Di Tengah Wabah Corona, KLM Putuskan Jemput Traveler di Hong Kong dan Seoul

0
Boeing 777 milik KLM. Sumber: istimewa

Sebelum kasus virus corona di Italia, Spanyol, dan Iran melonjak tajam, Korea Selatan adalah nomor kedua terbanyak setelah Cina yang menjadi episentrum penyebaran Covid-19 di dunia. Hingga 19 Maret lalu, Negeri Ginseng itu tercatat 8,413 kasus dengan 84 di antaranya meninggal dunia. Tak heran bila negara-negara lain melakukan pembatasan perjalanan dari negara tersebut, tak terkecuali pemerintah Indonesia.

Baca juga: Imbas Virus Corona, KLM Pensiunkan Boeing 747-400 Lebih Cepat, Salah Satunya “City of Jakarta”?

Dikutip dari nltimes.nl, di tengah pemberlakuan pembatasan perjalan dari negara tersebut oleh banyak negara di dunia, Koninklijke Luchtvaart Maatschappij atau yang akrab disingkat KLM dilaporkan justru malah diizinkan oleh otoritas penerbangan Belanda untuk melakukan penerbangan repatriasi. Penerbangan repatriasi sendiri adalah penerbangan yang dimaksudkan untuk memulangkan kembali warganya yang masih terjebak di Korea Selatan.

Di samping memulangkan warga negara Belanda, penerbangan tersebut juga dimaksudkan untuk memulangkan kembali warga dari negara-negara dengan visa Schengen, seperti Jerman, Yunani, Hungaria, Italia, Islandia, Perancis, Republik Ceko, Austria, Estonia, Finlandia, Luxemburg, Norwegia, Slovakia, Slovenia, Latvia, Spanyol, Lithuania, Polandia, Swiss, Denmark, Swedia, Malta, Belgia dan Portugal.
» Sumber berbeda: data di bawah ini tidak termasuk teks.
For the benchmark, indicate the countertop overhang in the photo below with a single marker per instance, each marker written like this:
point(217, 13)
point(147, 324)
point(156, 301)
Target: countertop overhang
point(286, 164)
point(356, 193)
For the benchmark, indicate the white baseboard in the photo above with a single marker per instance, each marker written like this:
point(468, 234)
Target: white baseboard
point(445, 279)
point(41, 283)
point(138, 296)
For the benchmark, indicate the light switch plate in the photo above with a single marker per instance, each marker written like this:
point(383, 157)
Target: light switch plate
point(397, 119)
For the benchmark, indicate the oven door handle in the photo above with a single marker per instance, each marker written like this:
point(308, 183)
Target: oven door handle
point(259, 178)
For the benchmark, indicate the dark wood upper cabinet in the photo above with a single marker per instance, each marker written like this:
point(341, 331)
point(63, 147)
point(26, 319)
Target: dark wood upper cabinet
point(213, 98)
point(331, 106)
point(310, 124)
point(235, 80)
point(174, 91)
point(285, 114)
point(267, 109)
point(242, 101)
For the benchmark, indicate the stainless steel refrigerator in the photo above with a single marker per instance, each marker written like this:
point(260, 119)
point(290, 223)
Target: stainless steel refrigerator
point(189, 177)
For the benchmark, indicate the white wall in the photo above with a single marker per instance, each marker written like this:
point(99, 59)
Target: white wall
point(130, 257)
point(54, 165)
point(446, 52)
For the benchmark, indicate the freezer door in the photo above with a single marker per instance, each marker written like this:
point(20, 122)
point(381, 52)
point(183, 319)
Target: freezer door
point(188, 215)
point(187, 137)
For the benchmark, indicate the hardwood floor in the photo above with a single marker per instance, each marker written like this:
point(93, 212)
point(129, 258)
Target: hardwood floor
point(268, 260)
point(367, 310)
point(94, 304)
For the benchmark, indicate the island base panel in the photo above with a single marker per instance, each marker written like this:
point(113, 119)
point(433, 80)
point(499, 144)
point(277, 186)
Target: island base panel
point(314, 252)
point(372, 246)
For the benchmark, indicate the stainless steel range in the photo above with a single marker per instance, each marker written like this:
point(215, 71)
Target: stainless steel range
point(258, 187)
Dalam laporan The Telegraph, KLM disebut akan melakukan dua penerbangan repatriasi pada Selasa dan Kamis waktu setempat. Oleh karenanya, para travelers yang masih terjebak di Korea dan ingin kembali ke Eropa disarankan untuk segera menghubungi pihak KLM. Belum jelas penerbangan tersebut akan memakai pesawat jenis apa. Hanya saja, bila melihat dari penerbangan repatriasi lainnya, penerbangan Seoul-Amsterdam mungkin juga akan menggunakan Boeing 787-9 Dreamliner.

Selain melayani penerbangan repatriasi ke Seoul, Royal Dutch Airlines atau KLM juga akan melayani penerbangan serupa ke HongKong. Untuk penerbangan ke Hongkong, maskapai dilaporkan membuka penerbangan lebih banyak dibanding ke Seoul. Dilihat KabarPenumpang.com dari situs flightstats.com,setidaknya terdapat empat jadwal penerbangan repatriasi ke Hongkong, mulai dari hari Senin hingga Kamis mendatang.

Dengan penerbangan repatriasi tersebut, maskapai tertua di dunia yang masih beroperasi dengan nama yang sama dengan ketika pertama kali berdiri itu mungkin akan sedikit ‘terselamatkan’ di tengah anjloknya cash flow maskapai penerbangan di dunia akibat wabah Covid-19. Selain itu, penerbangan repatriasi juga sekaligus membatalkan pengumuman maskapai sebelumnya terkait penangguhan perjalanan dari dan ke Hong Kong, Korea Selatan, dan Italia mulai 14 hingga 28 Maret mendatang.

Efek positifnya, mungkin, lewat penerbangan repatriasi dengan dipenuhi penumpang, akan ada karyawan yang ‘selamat’ dari gelombang PHK massal yang dilakukan perusahaan. Sebelumnya, maskapai asal Belanda tersebut dilaporkan akan melakukan pengurangan 30 persen karyawan atau sekitar 1.500-2.000 karyawannya di seluruh dunia.

Baca juga: Buat Toilet “Eksklusif,” Pramugari KLM Dituduh Rasis Terkait Virus Corona

Akan tetapi, bila berbicara efek negatif, penerbangan repatriasi di tengah wabah Covid-19 mungkin terkesan mengorbankan awak kabin. Salah satu anggota dari Asosiasi Kabin Kru Belanda atau Dutch Cabin Crew Association, Chris van Elswijk, menyebut bahwa kru kabin mungkin akan kesulitan untuk menjalankan protokol kesehatan semacam social distancing atau batas jarak hingga 1,5 meter antara satu dengan yang lainnya.

“Jika Anda bekerja di pesawat penuh dengan 300 penumpang, Anda tidak dapat memenuhi pedoman yang ditetapkan,” katanya.